Entretanto, a movimentação mais interessante gira em torno do mercado. O Botafogo de Futebol e Regatas fez sondagem direta com o empresário André Cury, demonstrando desejo real de contar com o jogador. Ao mesmo tempo, o Clube Atlético Mineiro também entrou na disputa e fez verificação da situação de Fidélis, o que coloca o jovem atleta em posição de alta demanda.
Júlio Fidélis vai sair do Fluminense?
Apesar disso, até o momento nenhuma proposta formal chegou ao Fluminense. Os contatos são preliminares. O clube carioca permanece firme na ideia de segurar a joia, ou ao menos exigir valor elevado. Além disso, a própria cláusula milionária protege os interesses do Flu, mas também pode dificultar a movimentação em prazo curto.
Para o Botafogo, a chegada de Fidélis representaria uma opção de renovação jovem para a lateral-direita, com projeção de valorização e margem para moldar o atleta dentro do projeto do clube. Contudo, para o Atlético-MG, o movimento indicaria uma busca ativa por talento promissor e custo que possa crescer pouco a pouco. Ambos os cenários, se concretizados, retratam a tendência recente de clubes brasileiros de apostar em atletas emergentes em vez de contratações mais maduras e caras.

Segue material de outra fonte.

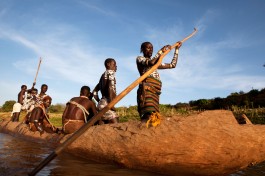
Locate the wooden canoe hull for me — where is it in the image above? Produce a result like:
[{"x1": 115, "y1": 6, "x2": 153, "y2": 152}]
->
[{"x1": 0, "y1": 110, "x2": 265, "y2": 175}]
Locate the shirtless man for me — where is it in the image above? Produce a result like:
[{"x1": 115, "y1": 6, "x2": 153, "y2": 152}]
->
[
  {"x1": 29, "y1": 96, "x2": 57, "y2": 134},
  {"x1": 11, "y1": 85, "x2": 27, "y2": 122},
  {"x1": 62, "y1": 86, "x2": 97, "y2": 134},
  {"x1": 93, "y1": 58, "x2": 119, "y2": 124},
  {"x1": 36, "y1": 84, "x2": 48, "y2": 104},
  {"x1": 136, "y1": 42, "x2": 182, "y2": 122}
]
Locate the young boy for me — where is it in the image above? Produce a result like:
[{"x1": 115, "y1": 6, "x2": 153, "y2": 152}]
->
[{"x1": 93, "y1": 58, "x2": 119, "y2": 123}]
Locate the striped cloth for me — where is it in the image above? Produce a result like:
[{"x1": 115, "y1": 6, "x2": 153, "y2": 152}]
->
[{"x1": 137, "y1": 77, "x2": 162, "y2": 117}]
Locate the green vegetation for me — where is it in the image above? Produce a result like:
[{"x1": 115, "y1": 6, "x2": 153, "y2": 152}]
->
[{"x1": 0, "y1": 88, "x2": 265, "y2": 127}]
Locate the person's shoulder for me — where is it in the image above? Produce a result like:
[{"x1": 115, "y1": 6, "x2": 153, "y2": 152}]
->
[{"x1": 136, "y1": 56, "x2": 146, "y2": 62}]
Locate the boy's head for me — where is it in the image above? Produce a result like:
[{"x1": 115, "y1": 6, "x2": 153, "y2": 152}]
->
[
  {"x1": 80, "y1": 86, "x2": 90, "y2": 97},
  {"x1": 104, "y1": 58, "x2": 117, "y2": 71}
]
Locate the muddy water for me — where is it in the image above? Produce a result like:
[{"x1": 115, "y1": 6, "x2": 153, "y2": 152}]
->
[
  {"x1": 0, "y1": 133, "x2": 265, "y2": 176},
  {"x1": 0, "y1": 133, "x2": 161, "y2": 176}
]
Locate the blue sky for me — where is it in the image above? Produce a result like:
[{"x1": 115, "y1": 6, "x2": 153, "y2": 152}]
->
[{"x1": 0, "y1": 0, "x2": 265, "y2": 107}]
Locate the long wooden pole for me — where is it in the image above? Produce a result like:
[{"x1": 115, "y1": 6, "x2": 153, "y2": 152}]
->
[
  {"x1": 33, "y1": 57, "x2": 42, "y2": 85},
  {"x1": 29, "y1": 28, "x2": 197, "y2": 175}
]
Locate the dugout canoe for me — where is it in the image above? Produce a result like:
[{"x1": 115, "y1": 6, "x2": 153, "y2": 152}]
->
[{"x1": 0, "y1": 110, "x2": 265, "y2": 175}]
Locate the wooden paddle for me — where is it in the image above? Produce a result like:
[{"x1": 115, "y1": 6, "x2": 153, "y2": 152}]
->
[
  {"x1": 29, "y1": 28, "x2": 197, "y2": 175},
  {"x1": 33, "y1": 57, "x2": 42, "y2": 85}
]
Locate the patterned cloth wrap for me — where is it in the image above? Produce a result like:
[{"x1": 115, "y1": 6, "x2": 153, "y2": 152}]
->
[
  {"x1": 11, "y1": 103, "x2": 22, "y2": 116},
  {"x1": 97, "y1": 98, "x2": 119, "y2": 120},
  {"x1": 137, "y1": 76, "x2": 162, "y2": 117},
  {"x1": 63, "y1": 119, "x2": 85, "y2": 133}
]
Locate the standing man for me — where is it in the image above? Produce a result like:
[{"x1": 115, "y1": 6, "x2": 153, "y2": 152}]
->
[
  {"x1": 136, "y1": 42, "x2": 182, "y2": 122},
  {"x1": 62, "y1": 86, "x2": 97, "y2": 133},
  {"x1": 29, "y1": 96, "x2": 57, "y2": 134},
  {"x1": 36, "y1": 84, "x2": 48, "y2": 104},
  {"x1": 93, "y1": 58, "x2": 119, "y2": 123},
  {"x1": 11, "y1": 85, "x2": 27, "y2": 122}
]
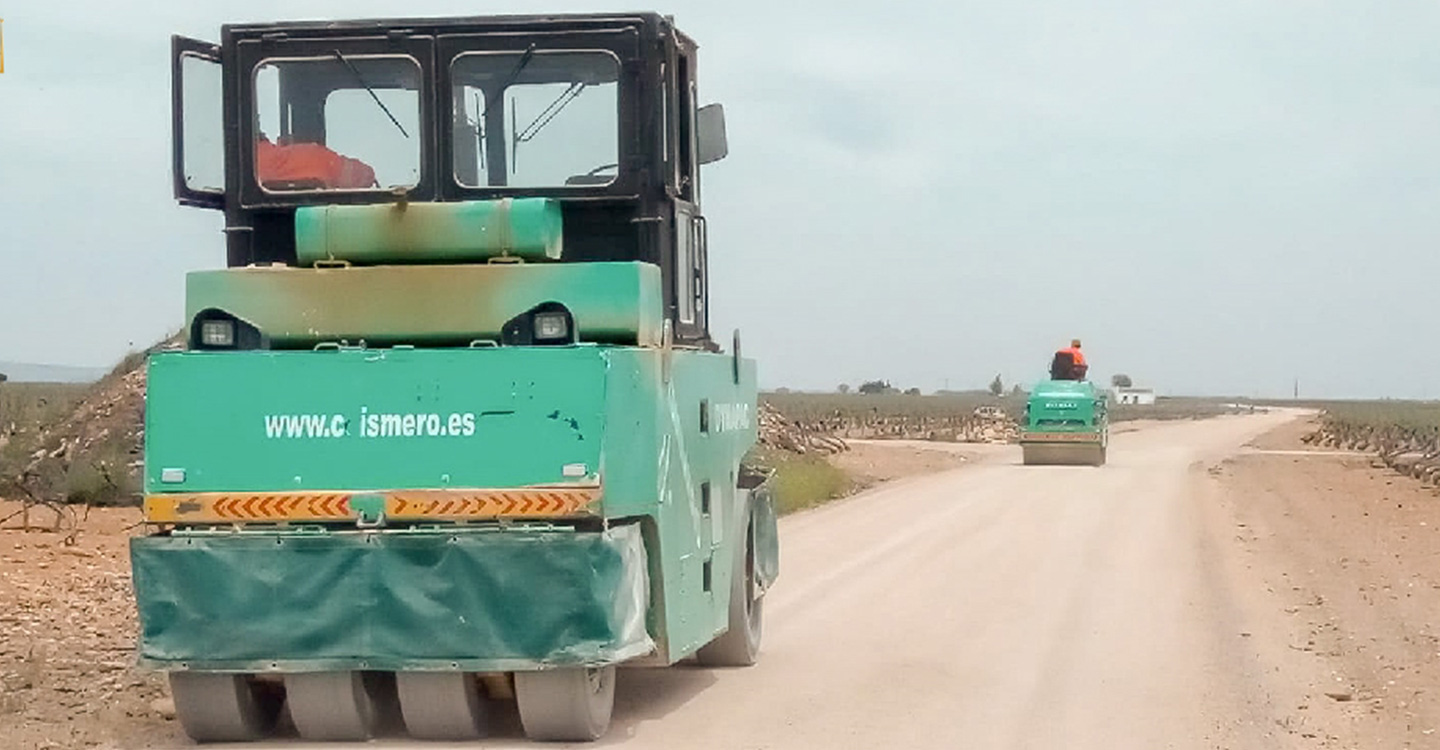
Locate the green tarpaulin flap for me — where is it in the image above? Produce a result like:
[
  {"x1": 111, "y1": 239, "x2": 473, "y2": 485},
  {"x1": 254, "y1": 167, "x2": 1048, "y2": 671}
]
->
[{"x1": 131, "y1": 525, "x2": 654, "y2": 671}]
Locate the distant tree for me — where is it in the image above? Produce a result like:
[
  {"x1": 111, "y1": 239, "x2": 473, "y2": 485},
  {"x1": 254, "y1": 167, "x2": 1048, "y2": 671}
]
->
[{"x1": 860, "y1": 380, "x2": 894, "y2": 393}]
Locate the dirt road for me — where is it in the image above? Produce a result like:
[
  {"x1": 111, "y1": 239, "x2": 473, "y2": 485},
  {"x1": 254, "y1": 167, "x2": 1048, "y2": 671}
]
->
[{"x1": 11, "y1": 413, "x2": 1440, "y2": 750}]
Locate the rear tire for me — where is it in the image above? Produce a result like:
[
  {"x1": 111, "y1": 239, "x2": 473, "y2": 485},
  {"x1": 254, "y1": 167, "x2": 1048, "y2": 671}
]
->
[
  {"x1": 285, "y1": 672, "x2": 380, "y2": 741},
  {"x1": 170, "y1": 672, "x2": 281, "y2": 743},
  {"x1": 696, "y1": 517, "x2": 765, "y2": 667},
  {"x1": 516, "y1": 665, "x2": 615, "y2": 743},
  {"x1": 395, "y1": 672, "x2": 490, "y2": 740}
]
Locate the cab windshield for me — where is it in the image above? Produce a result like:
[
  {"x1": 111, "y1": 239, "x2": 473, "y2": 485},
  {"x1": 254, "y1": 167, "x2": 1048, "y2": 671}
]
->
[
  {"x1": 253, "y1": 50, "x2": 423, "y2": 191},
  {"x1": 451, "y1": 50, "x2": 619, "y2": 187}
]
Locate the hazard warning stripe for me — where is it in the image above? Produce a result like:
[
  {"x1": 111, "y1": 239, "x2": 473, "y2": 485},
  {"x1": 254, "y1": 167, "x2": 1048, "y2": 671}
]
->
[{"x1": 144, "y1": 485, "x2": 600, "y2": 524}]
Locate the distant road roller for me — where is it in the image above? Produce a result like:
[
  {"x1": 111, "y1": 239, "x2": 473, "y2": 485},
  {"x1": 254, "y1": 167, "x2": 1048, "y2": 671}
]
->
[{"x1": 1020, "y1": 340, "x2": 1110, "y2": 466}]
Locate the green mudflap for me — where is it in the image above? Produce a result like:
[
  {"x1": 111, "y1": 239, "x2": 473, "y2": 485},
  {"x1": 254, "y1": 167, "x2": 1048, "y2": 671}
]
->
[{"x1": 131, "y1": 525, "x2": 654, "y2": 672}]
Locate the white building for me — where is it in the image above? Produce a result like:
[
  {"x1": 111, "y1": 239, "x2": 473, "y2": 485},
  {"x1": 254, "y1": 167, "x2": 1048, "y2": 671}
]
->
[{"x1": 1115, "y1": 387, "x2": 1155, "y2": 406}]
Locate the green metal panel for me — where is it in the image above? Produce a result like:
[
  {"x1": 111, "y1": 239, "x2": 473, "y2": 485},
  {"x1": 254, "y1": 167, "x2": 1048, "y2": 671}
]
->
[
  {"x1": 295, "y1": 199, "x2": 562, "y2": 266},
  {"x1": 186, "y1": 262, "x2": 664, "y2": 348},
  {"x1": 144, "y1": 347, "x2": 606, "y2": 492},
  {"x1": 131, "y1": 525, "x2": 654, "y2": 671},
  {"x1": 602, "y1": 348, "x2": 756, "y2": 662},
  {"x1": 1021, "y1": 380, "x2": 1106, "y2": 431},
  {"x1": 145, "y1": 345, "x2": 778, "y2": 664}
]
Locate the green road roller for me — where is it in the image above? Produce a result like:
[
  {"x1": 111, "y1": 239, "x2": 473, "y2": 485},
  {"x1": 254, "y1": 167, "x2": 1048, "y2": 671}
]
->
[
  {"x1": 1020, "y1": 380, "x2": 1110, "y2": 466},
  {"x1": 130, "y1": 13, "x2": 779, "y2": 741}
]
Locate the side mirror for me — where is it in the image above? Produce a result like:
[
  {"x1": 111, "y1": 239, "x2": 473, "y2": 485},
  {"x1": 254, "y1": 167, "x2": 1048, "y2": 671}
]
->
[{"x1": 696, "y1": 104, "x2": 730, "y2": 164}]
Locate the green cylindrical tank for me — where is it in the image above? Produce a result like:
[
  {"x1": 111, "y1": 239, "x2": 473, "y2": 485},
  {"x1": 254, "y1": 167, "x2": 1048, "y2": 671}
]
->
[{"x1": 295, "y1": 199, "x2": 563, "y2": 266}]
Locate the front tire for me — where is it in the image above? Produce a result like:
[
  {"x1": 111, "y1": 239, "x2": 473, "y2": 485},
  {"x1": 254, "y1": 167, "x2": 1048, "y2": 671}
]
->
[
  {"x1": 696, "y1": 515, "x2": 765, "y2": 667},
  {"x1": 516, "y1": 665, "x2": 615, "y2": 743}
]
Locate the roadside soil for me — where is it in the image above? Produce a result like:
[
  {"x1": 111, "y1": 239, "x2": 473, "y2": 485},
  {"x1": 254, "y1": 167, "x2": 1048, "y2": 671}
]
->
[
  {"x1": 0, "y1": 442, "x2": 973, "y2": 750},
  {"x1": 1205, "y1": 417, "x2": 1440, "y2": 749},
  {"x1": 827, "y1": 440, "x2": 989, "y2": 489},
  {"x1": 0, "y1": 417, "x2": 1440, "y2": 750},
  {"x1": 0, "y1": 501, "x2": 181, "y2": 750}
]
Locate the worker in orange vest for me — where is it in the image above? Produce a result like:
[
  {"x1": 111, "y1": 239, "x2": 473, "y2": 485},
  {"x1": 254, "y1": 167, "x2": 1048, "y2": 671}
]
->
[
  {"x1": 1050, "y1": 338, "x2": 1090, "y2": 380},
  {"x1": 255, "y1": 135, "x2": 376, "y2": 190}
]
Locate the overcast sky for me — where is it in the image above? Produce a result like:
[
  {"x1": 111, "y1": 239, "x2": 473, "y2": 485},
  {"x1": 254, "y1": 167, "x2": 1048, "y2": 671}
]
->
[{"x1": 0, "y1": 0, "x2": 1440, "y2": 397}]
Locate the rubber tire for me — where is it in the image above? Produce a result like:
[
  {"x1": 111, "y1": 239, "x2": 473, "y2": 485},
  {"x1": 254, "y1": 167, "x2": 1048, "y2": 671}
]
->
[
  {"x1": 696, "y1": 515, "x2": 765, "y2": 667},
  {"x1": 516, "y1": 665, "x2": 615, "y2": 743},
  {"x1": 395, "y1": 672, "x2": 490, "y2": 741},
  {"x1": 285, "y1": 672, "x2": 382, "y2": 741},
  {"x1": 170, "y1": 672, "x2": 282, "y2": 743}
]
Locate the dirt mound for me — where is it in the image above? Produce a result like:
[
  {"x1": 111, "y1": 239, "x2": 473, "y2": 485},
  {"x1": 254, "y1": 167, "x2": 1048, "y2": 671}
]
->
[
  {"x1": 757, "y1": 402, "x2": 850, "y2": 455},
  {"x1": 1302, "y1": 416, "x2": 1440, "y2": 487},
  {"x1": 6, "y1": 338, "x2": 180, "y2": 505},
  {"x1": 805, "y1": 406, "x2": 1020, "y2": 443}
]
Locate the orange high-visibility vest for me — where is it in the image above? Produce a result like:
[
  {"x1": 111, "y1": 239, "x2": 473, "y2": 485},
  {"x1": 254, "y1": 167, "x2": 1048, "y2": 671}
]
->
[
  {"x1": 1060, "y1": 347, "x2": 1089, "y2": 367},
  {"x1": 255, "y1": 138, "x2": 374, "y2": 190}
]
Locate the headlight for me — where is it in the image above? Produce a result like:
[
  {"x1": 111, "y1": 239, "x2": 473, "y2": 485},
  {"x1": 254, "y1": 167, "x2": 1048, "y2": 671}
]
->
[
  {"x1": 500, "y1": 302, "x2": 579, "y2": 347},
  {"x1": 200, "y1": 320, "x2": 235, "y2": 348},
  {"x1": 189, "y1": 308, "x2": 269, "y2": 351},
  {"x1": 536, "y1": 312, "x2": 570, "y2": 341}
]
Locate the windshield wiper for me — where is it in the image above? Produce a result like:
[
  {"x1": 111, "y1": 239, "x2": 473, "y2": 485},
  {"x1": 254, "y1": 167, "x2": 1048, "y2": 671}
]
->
[
  {"x1": 485, "y1": 42, "x2": 536, "y2": 112},
  {"x1": 511, "y1": 82, "x2": 588, "y2": 144},
  {"x1": 330, "y1": 49, "x2": 410, "y2": 138}
]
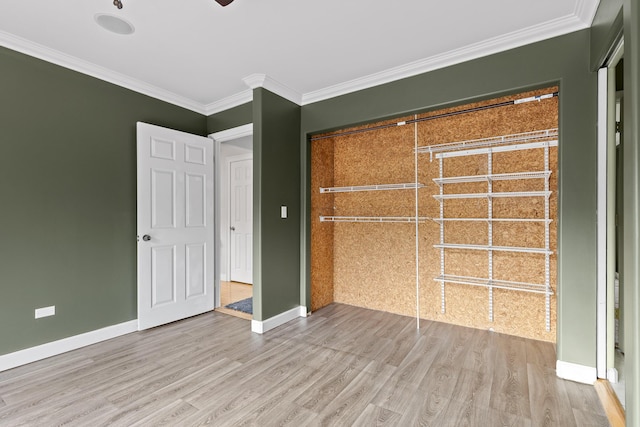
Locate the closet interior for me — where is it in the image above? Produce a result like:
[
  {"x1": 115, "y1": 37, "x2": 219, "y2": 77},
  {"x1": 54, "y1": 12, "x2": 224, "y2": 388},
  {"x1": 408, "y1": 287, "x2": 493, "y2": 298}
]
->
[{"x1": 311, "y1": 87, "x2": 558, "y2": 342}]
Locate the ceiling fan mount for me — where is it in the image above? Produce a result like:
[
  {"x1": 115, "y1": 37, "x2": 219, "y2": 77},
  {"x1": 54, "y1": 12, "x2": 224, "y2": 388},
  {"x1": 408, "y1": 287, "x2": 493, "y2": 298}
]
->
[{"x1": 113, "y1": 0, "x2": 233, "y2": 9}]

Por fim, para Fidélis, aceitar sair agora implicaria o desafio de entrar em novo elenco e brigar por vaga. Por exemplo, no Botafogo ele se enfrentaria com Vitinho e Mateo Ponte. No Fluminense, por outro lado, a limitação de minutos pode atrasar o desenvolvimento se mantido fora das oportunidades.
No entanto, cabe ao atleta escolher entre permanecer num ambiente conhecido ou arriscar nova mudança com maior concorrência.